Take the calculation of page UVs as an example.

  1. Create an Aggregate table with a BITMAP column visit_users, which uses the aggregate function BITMAP_UNION.

    CREATE TABLE `page_uv` (
      `page_id` INT NOT NULL COMMENT 'page ID',
      `visit_date` datetime NOT NULL COMMENT 'access time',
      `visit_users` BITMAP BITMAP_UNION NOT NULL COMMENT 'user ID'
    ) ENGINE=OLAP
    AGGREGATE KEY(`page_id`, `visit_date`)
    DISTRIBUTED BY HASH(`page_id`)
    PROPERTIES (
      "replication_num" = "3",
      "storage_format" = "DEFAULT"
    );
  2. Load data into this table.

    Use INSET INTO to load data:

    INSERT INTO page_uv VALUES
    (1, '2020-06-23 01:30:30', to_bitmap(13)),
    (1, '2020-06-23 01:30:30', to_bitmap(23)),
    (1, '2020-06-23 01:30:30', to_bitmap(33)),
    (1, '2020-06-23 02:30:30', to_bitmap(13)),
    (2, '2020-06-23 01:30:30', to_bitmap(23));

    After data is loaded:

    • In the row page_id = 1, visit_date = '2020-06-23 01:30:30', the visit_user field contains three bitmap elements (13, 23, 33).
    • In the row page_id = 1, visit_date = '2020-06-23 02:30:30', the visit_user field contains one bitmap element (13).
    • In the row page_id = 2, visit_date = '2020-06-23 01:30:30', the visit_user field contains one bitmap element (23).
  3. Calculate page UVs.

    SELECT page_id, count(distinct visit_users) FROM page_uv GROUP BY page_id;
    +-----------+------------------------------+
    |  page_id  | count(DISTINCT `visit_user`) |
    +-----------+------------------------------+
    |         1 |                            3 |
    |         2 |                            1 |
    +-----------+------------------------------+
    2 row in set (0.00 sec)

Global Dictionary

Currently, Bitmap-based Count Distinct mechanism requires the input to be integer.
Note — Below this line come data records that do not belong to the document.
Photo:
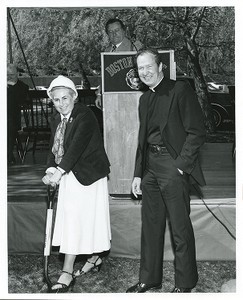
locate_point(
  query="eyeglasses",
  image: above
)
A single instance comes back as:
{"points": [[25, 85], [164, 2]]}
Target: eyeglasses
{"points": [[115, 31]]}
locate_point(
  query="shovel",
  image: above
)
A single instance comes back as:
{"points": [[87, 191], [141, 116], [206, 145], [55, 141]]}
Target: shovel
{"points": [[51, 192]]}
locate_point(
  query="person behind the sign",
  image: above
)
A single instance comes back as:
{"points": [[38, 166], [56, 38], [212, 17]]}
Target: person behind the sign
{"points": [[170, 135], [78, 163], [116, 31]]}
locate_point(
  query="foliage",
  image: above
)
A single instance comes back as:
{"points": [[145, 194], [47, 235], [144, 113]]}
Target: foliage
{"points": [[69, 41], [61, 39]]}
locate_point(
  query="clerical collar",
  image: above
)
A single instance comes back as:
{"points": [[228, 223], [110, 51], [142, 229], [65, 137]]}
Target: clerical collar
{"points": [[153, 88], [67, 116]]}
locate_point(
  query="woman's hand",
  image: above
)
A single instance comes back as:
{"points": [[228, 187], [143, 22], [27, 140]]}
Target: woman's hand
{"points": [[55, 178], [136, 186]]}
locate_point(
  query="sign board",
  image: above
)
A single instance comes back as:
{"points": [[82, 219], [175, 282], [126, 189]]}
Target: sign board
{"points": [[119, 74]]}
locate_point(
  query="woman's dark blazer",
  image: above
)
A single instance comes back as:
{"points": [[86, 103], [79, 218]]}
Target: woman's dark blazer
{"points": [[182, 127], [84, 152]]}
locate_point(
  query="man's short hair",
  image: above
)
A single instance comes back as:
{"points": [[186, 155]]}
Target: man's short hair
{"points": [[114, 20], [152, 51]]}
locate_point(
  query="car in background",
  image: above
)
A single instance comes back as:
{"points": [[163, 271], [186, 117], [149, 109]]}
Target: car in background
{"points": [[222, 101]]}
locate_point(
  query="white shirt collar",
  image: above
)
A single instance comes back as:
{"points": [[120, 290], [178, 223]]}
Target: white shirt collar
{"points": [[153, 88]]}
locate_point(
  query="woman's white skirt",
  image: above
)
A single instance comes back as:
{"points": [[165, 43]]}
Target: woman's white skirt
{"points": [[82, 223]]}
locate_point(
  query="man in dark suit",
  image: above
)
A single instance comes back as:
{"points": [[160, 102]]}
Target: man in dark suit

If the user needs to use other data types as input to the Bitmap, then the user needs to build their own global dictionary to map other types of data (such as string types) to integer types. There are several ideas for building a global dictionary.

Hive table-based Global Dictionary

The global dictionary itself in this scheme is a Hive table, which has two columns, one for raw values and one for encoded Int values. The steps to generate the global dictionary are as follows:

  1. De-duplicate the dictionary columns of the fact table to generate a temporary table
  2. Left join the temporary table and the global dictionary, add new value to the temporary table.
  3. Encode the new value and insert it into the global dictionary.
  4. Left join the fact table and the updated global dictionary, replace the dictionary items with IDs.

In this way, the global dictionary can be updated and the value columns in the fact table can be replaced using Spark or MR. Compared with the trie tree-based global dictionary, this approach can be distributed and the global dictionary can be reused.

However, there are a few things to note: the original fact table is read multiple times, and there are two joins that consume a lot of extra resources during the calculation of the global dictionary.

Build a global dictionary based on a trie tree

Users can also build their own global dictionaries using trie trees (aka prefix trees or dictionary trees). The trie tree has common prefixes for the descendants of nodes, which can be used to reduce query time and minimize string comparisons, and therefore is well suited for implementing dictionary encoding. However, the implementation of trie tree is not easy to distribute and can create performance bottlenecks when the data volume is relatively large.

By building a global dictionary and converting other types of data to integer data, you can use Bitmap to perform accurate Count Distinct analysis of non-integer data columns.